I'm running into this error:

`{
  "error" : {
    "root_cause" : [
      {
        "type" : "aggregation_initialization_exception",
        "reason" : "Aggregator [high_transfer_sum] of type [value_count] cannot accept sub-aggregations"
      }
    ],
    "type" : "aggregation_initialization_exception",
    "reason" : "Aggregator [high_transfer_sum] of type [value_count] cannot accept sub-aggregations"
  },
  "status" : 500
}`

Trying to count the number of occurrences of the byte field with a value greater than 10000 and sum those occurrences in a new field.

4

Just bumping this for visibility.

5

I suppose this is impossible.

6

What's the desired result? Do you want to see a table like this?

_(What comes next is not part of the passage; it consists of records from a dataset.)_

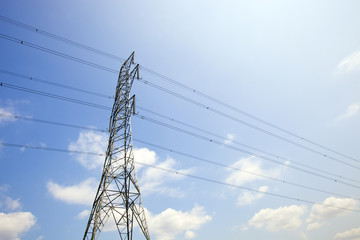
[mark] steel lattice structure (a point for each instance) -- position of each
(118, 196)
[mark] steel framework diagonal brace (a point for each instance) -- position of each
(118, 196)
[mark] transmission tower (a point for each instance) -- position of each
(118, 196)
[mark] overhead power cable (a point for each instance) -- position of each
(62, 39)
(223, 114)
(168, 79)
(244, 188)
(157, 114)
(216, 111)
(179, 173)
(50, 122)
(63, 55)
(245, 151)
(49, 149)
(238, 169)
(178, 152)
(54, 84)
(29, 90)
(186, 132)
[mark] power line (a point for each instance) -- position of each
(183, 131)
(155, 113)
(177, 83)
(233, 141)
(62, 39)
(56, 53)
(175, 151)
(183, 98)
(54, 84)
(237, 169)
(51, 122)
(243, 151)
(223, 114)
(244, 188)
(33, 91)
(179, 173)
(49, 149)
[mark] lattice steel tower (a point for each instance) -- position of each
(118, 196)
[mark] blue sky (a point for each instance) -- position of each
(294, 64)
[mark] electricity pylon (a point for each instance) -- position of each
(118, 196)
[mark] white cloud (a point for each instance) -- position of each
(12, 204)
(247, 197)
(82, 193)
(7, 202)
(350, 63)
(154, 180)
(320, 213)
(145, 156)
(250, 164)
(14, 224)
(83, 214)
(351, 111)
(283, 218)
(229, 138)
(170, 223)
(353, 233)
(90, 141)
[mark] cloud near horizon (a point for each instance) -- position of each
(274, 220)
(320, 213)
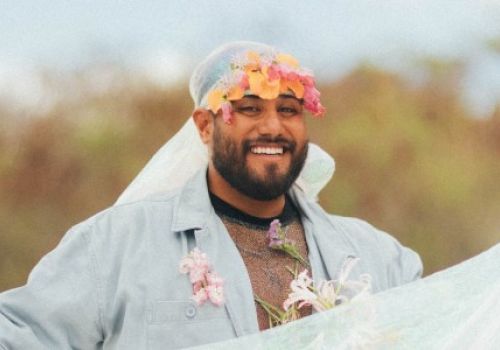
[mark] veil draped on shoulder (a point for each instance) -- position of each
(454, 309)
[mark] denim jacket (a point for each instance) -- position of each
(113, 282)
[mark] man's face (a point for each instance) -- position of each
(263, 150)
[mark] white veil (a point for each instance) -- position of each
(454, 309)
(184, 154)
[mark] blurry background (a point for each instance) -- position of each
(89, 90)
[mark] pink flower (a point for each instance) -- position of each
(200, 296)
(273, 72)
(273, 235)
(227, 112)
(207, 284)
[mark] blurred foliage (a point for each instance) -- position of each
(410, 159)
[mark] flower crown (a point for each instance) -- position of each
(266, 76)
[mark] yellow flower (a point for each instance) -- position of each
(262, 87)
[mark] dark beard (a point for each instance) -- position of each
(230, 162)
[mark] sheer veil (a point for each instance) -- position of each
(184, 154)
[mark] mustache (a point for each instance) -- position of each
(288, 145)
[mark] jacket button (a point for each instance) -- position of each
(190, 311)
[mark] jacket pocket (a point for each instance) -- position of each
(181, 323)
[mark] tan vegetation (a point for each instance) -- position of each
(410, 159)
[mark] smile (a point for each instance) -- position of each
(267, 150)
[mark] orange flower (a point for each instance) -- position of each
(235, 93)
(215, 99)
(262, 87)
(287, 59)
(294, 85)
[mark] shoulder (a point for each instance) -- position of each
(401, 264)
(382, 255)
(126, 224)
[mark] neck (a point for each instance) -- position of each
(261, 209)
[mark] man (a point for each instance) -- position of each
(194, 265)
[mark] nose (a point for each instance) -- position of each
(270, 123)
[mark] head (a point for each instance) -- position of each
(252, 117)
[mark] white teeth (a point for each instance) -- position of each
(267, 150)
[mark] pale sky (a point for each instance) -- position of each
(167, 38)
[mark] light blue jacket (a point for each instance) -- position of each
(114, 283)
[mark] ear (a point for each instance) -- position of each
(203, 119)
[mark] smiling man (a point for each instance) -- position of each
(206, 243)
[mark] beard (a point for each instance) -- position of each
(230, 162)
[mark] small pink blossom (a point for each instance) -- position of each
(277, 240)
(207, 284)
(227, 112)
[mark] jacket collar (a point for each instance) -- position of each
(192, 206)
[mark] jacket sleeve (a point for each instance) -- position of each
(59, 307)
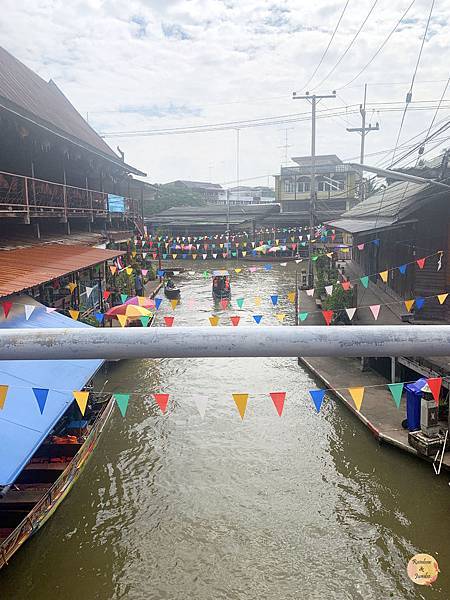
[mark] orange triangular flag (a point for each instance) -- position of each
(3, 392)
(408, 304)
(357, 394)
(81, 399)
(122, 320)
(241, 403)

Range | Number of documents
0-10000 | 5
>10000 | 500

This is possible using the "ranges" or "filters" aggregation in the data table visualization.

7

Hello,

Thanks for the reply. Essentially what I'm looking for is a table like this:

Page Hits High Transfer
test.html 65 7
page.html 23 9
link.html 64 10

I could easily sum the hits to a an html page. But what I'm also looking for is the ability to sum the total number of occurrences of "high transfer" in a table. In the example, test.html had 65 hits and 7 with a byte transfer gte 10000

8

Hello just bumping for visibility

9

It's not possible to do this as a separate column in the table (something we are working on), but you can create a separate row for it by using a "Split rows" aggregation using "Filters" - then splitting like this:

Filter         | Page      | Hits
*              | test.html | 65
High transfer  | test.html | 7
*              | page.html | 23
High transfer  | page.html | 9
10

Hello,

I suppose that makes sense that you can't create a separate column in a table but at the ingest/pipeline level you should at least be able to create an entirely new field in an index, right?

Theoretically if I have a field integer "bytes" being stored in my index, I should be able to "process that field" with some form of logic and say "if I see field 'bytes' in a document with a value greater than 10000, add a value of 1 to new field "High Transfer."

This is definitely a new beast for me, certainly without a having clause I've been struggling a bit but there has got to be a way to count the occurrences of a field in a document that matches some logic and store it in a new field.

11

Yes, that would be possible by using a scripted field, then adding a sum aggregation of this scripted field to the table. That should do the same thing adding a new column.

12

Hello,

Would you mind giving me some insight on how to do this? possibly an example script? Would this scripted field be applied at the index pattern or ingest pipeline?

13

You can do it as part of the index pattern. It would look like this:

doc['bytes'].value > 10000
14

Hello,

I attempted this with a scripted field in my original post, without luck. I thought doing this as a processing pipeline would be cleaner and was looking at how to facilitate this as part of a processing pipeline script to create the new field.

15

without luck

What's the problem?

I thought doing this as a processing pipeline would be cleaner and was looking at how to facilitate this as part of a processing pipeline script to create the new field.

You can absolutely do this as part of the processing pipeline as well (using a script processor: Script processor | Elasticsearch Guide [7.10] | Elastic )

16

Hello,

I originally tried writing a pipeline processor it didn't work, I just received no data in my field.

The second option I tried was a scripted field in the index pattern with my code sample shown in my original post. That too didn't work.

Happen to have an example of how to write this in a process pipeline?

17

This topic was automatically closed 28 days after the last reply. New replies are no longer allowed.